Luckily governments, particularly in the west, have social transfers to help the unemployed, low-skilled or low wage earners, but given that their tax income has decreased, even those governments are looking at ‘optimizing’ their social transfers, to keep them only for those who are really in need. That deals another blow to the income and wealth of the young generation compared to their parents.
The solutions to the problem are not that difficult to find and many of them are known. The issue is that things have moved so fast on company cost reduction, the disintermediation pressure of global digitalization, capital and labour mobility, the tax competition between countries to attract investments and the economic rise of China and the other BRICS countries. Governments at all levels have been overtaken by the speed of these five waves –because they all are happening at the same time, it amplifies into one giant tsunami rolling ashore.

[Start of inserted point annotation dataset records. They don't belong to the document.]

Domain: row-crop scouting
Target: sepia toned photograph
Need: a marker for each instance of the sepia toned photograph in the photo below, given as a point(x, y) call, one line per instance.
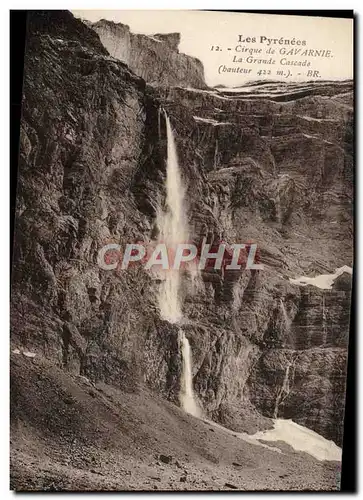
point(182, 260)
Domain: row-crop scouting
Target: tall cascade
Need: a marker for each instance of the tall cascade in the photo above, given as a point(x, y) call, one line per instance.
point(186, 396)
point(173, 229)
point(284, 390)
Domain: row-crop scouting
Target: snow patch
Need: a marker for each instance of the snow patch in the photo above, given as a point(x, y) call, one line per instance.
point(29, 354)
point(323, 281)
point(301, 439)
point(210, 121)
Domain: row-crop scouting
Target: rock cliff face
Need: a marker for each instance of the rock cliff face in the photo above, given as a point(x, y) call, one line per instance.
point(273, 165)
point(155, 58)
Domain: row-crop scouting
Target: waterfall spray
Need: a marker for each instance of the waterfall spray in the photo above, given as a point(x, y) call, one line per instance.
point(173, 229)
point(284, 313)
point(186, 396)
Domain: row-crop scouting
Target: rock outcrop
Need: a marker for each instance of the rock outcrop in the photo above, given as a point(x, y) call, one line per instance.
point(274, 167)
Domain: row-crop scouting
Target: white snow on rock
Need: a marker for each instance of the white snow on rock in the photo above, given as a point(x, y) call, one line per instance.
point(323, 281)
point(301, 439)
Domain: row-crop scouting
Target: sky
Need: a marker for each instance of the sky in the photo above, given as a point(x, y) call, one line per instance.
point(201, 30)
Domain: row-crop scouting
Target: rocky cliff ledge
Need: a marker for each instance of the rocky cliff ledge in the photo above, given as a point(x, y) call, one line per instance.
point(274, 167)
point(156, 58)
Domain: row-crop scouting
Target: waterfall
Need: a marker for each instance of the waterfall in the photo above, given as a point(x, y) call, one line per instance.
point(284, 390)
point(325, 330)
point(173, 229)
point(284, 314)
point(186, 396)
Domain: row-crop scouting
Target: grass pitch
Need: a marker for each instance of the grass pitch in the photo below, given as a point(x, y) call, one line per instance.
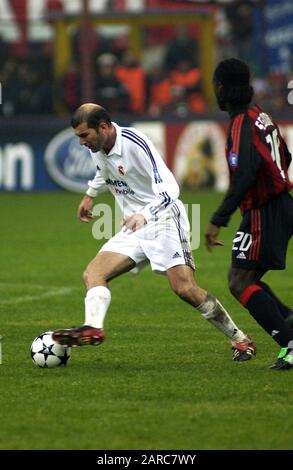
point(164, 378)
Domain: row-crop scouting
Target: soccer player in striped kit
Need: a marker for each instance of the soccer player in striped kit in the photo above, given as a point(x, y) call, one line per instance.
point(155, 228)
point(258, 161)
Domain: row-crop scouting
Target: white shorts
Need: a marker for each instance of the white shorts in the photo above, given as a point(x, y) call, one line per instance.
point(164, 243)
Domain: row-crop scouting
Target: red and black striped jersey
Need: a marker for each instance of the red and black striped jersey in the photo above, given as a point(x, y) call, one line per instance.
point(258, 161)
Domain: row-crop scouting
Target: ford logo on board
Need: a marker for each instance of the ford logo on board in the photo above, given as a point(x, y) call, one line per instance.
point(68, 163)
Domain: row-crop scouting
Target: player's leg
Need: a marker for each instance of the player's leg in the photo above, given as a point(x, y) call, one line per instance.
point(119, 255)
point(243, 284)
point(181, 279)
point(104, 267)
point(285, 310)
point(260, 245)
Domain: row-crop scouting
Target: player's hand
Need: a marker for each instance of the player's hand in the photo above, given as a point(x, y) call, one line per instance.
point(84, 212)
point(134, 222)
point(211, 235)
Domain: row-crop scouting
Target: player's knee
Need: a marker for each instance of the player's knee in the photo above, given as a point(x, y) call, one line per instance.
point(85, 277)
point(183, 290)
point(235, 286)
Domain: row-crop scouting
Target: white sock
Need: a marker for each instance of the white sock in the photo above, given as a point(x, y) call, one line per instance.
point(213, 311)
point(97, 302)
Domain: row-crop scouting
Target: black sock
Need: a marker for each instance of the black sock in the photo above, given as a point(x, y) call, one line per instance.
point(284, 309)
point(265, 311)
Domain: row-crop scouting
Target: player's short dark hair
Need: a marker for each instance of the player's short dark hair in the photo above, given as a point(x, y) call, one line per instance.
point(93, 116)
point(234, 75)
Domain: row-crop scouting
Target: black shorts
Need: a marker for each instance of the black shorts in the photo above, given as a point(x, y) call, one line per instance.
point(261, 241)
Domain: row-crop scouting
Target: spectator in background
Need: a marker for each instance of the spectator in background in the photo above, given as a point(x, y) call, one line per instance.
point(109, 90)
point(131, 74)
point(71, 87)
point(182, 47)
point(186, 79)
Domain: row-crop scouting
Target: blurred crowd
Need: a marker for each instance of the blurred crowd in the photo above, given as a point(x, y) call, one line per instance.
point(165, 81)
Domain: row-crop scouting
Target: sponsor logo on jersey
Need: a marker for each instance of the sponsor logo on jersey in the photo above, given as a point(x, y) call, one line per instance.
point(233, 159)
point(121, 170)
point(68, 163)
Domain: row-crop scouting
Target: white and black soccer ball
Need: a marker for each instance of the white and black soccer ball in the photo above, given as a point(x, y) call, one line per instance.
point(45, 352)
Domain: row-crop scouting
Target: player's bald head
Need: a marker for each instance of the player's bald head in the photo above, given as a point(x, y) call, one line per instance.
point(91, 114)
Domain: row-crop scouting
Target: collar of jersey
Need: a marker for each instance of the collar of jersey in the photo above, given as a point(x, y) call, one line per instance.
point(117, 147)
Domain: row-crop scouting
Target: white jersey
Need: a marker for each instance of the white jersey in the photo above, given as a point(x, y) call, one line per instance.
point(136, 175)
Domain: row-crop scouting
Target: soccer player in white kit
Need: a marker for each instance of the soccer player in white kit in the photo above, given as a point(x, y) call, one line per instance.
point(155, 228)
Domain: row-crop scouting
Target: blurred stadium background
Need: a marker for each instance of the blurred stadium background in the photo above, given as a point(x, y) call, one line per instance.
point(147, 61)
point(163, 380)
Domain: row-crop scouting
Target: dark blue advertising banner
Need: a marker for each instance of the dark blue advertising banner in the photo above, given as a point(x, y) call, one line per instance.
point(42, 155)
point(278, 15)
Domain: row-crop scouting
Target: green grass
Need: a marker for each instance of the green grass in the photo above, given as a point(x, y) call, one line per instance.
point(164, 378)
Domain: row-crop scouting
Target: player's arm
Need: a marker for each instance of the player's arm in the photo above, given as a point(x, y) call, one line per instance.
point(95, 187)
point(165, 190)
point(243, 177)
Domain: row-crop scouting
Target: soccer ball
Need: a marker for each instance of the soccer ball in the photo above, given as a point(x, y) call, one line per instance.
point(45, 352)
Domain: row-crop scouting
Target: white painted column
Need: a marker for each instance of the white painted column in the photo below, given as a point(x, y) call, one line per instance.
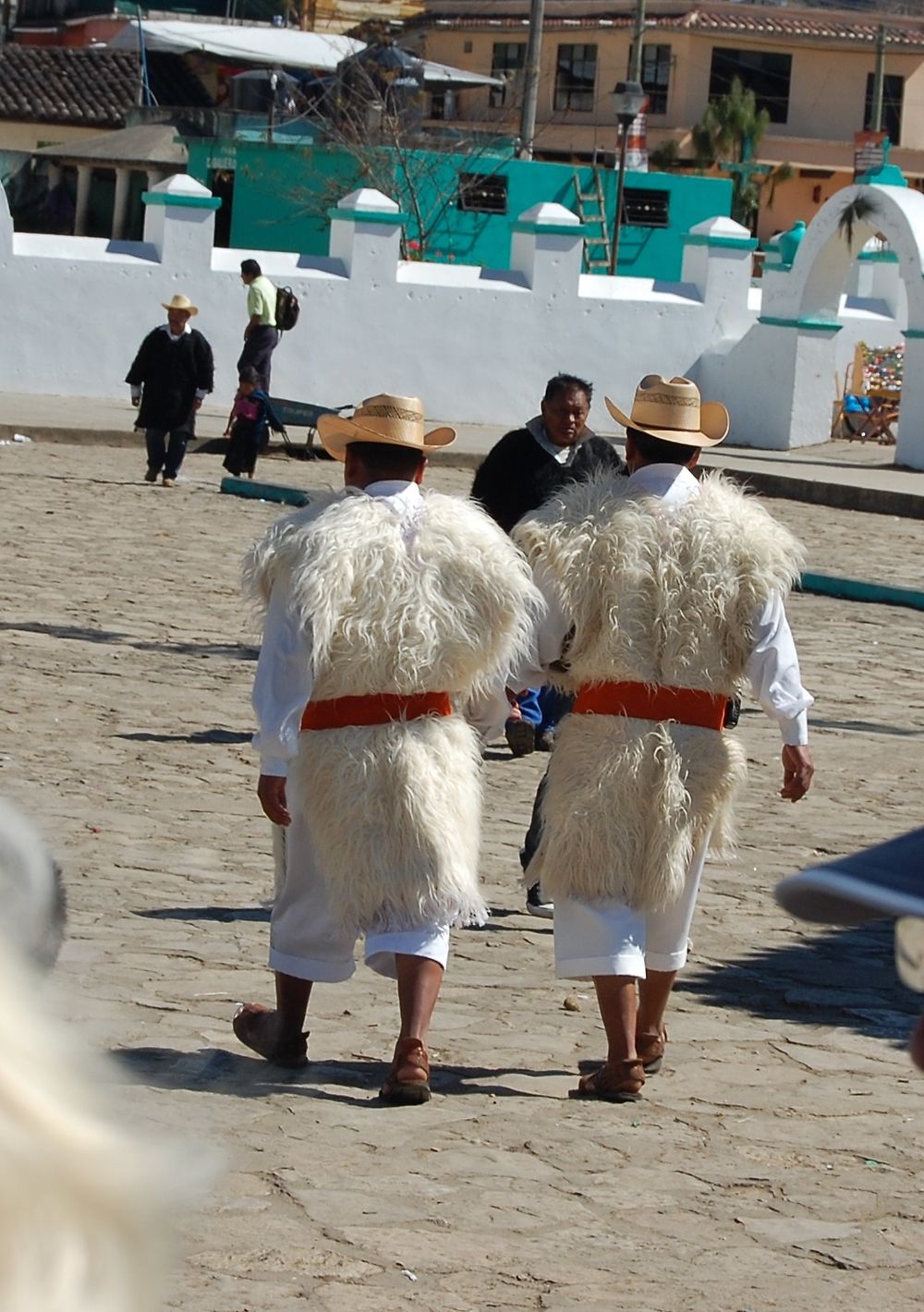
point(121, 202)
point(84, 175)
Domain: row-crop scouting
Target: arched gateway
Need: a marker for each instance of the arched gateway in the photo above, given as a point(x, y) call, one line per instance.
point(801, 307)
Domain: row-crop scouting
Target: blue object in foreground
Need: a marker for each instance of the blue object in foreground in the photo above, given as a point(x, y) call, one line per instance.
point(264, 491)
point(856, 589)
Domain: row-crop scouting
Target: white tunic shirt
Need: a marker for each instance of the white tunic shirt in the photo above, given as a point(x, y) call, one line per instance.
point(285, 678)
point(772, 669)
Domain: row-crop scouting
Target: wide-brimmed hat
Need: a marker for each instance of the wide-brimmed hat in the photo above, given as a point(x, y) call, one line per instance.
point(180, 302)
point(390, 420)
point(672, 409)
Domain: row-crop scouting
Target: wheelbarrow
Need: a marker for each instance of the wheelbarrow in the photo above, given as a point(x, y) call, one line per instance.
point(302, 415)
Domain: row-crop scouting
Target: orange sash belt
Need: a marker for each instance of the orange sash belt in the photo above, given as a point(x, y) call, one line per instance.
point(342, 712)
point(652, 702)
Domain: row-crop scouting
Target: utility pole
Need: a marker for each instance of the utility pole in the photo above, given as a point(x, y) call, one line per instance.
point(634, 69)
point(530, 81)
point(878, 80)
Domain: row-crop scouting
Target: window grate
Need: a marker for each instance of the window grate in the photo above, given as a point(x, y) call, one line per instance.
point(646, 208)
point(482, 193)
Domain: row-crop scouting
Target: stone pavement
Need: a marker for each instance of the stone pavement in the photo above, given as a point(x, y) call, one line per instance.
point(849, 475)
point(774, 1162)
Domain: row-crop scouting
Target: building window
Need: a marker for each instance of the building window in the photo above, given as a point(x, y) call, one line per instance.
point(656, 77)
point(443, 103)
point(762, 72)
point(893, 90)
point(575, 78)
point(482, 193)
point(507, 62)
point(646, 208)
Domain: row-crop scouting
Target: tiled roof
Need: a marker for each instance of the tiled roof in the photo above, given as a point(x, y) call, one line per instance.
point(858, 28)
point(87, 88)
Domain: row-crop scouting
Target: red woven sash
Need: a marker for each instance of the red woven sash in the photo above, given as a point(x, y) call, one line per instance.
point(342, 712)
point(652, 702)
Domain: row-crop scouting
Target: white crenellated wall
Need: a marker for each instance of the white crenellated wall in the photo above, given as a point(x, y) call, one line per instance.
point(477, 344)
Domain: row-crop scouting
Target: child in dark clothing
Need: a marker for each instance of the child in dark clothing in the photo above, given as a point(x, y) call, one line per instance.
point(251, 418)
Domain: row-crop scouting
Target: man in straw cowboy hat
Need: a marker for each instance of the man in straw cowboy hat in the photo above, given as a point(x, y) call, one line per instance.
point(386, 611)
point(663, 596)
point(169, 377)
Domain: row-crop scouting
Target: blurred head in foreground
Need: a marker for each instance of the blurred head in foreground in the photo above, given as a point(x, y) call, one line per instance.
point(881, 881)
point(81, 1206)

Much faster action is needed on the level of making sure that countries raise ‘enough’ taxes from individuals and companies. If the income and wealth of the young generation is the top priority, then that should be reflected in the labour and tax laws worldwide. Probably by higher taxation of company income and of financial and wealth income of individuals, but lower taxation on labour And also more support for entrepreneurs and innovation, fully-funded state pension schemes supplemented by large private schemes and lower pay for risk-free employment.
One should not underestimate the auto corrective capabilities of free capital markets, but with a little help from governments this should happen much more easily and quicker, and without giant crashes to the economic system such as the one we have seen after 2007.
I remember a great cartoon that speaks more than a thousand words on this matter. A father sits with his young son in a cave by a fireside with his children. The father says: “Yes, the planet got destroyed. But for a beautiful moment in time we created a lot of value for shareholders.”
Life and structural advances of mankind should not be left to the capital markets alone. Some clever coordinated global government coaching is needed. We should stop complaining about taxation, labour protection or minimum wages. The extremes should be taken out of the tax and legal systems. To move too far away from the centre in either direction should be discouraged.
Don’t (only) ask what the ‘young generation’ can do for you, but (also) what you can do for the ‘young generation’.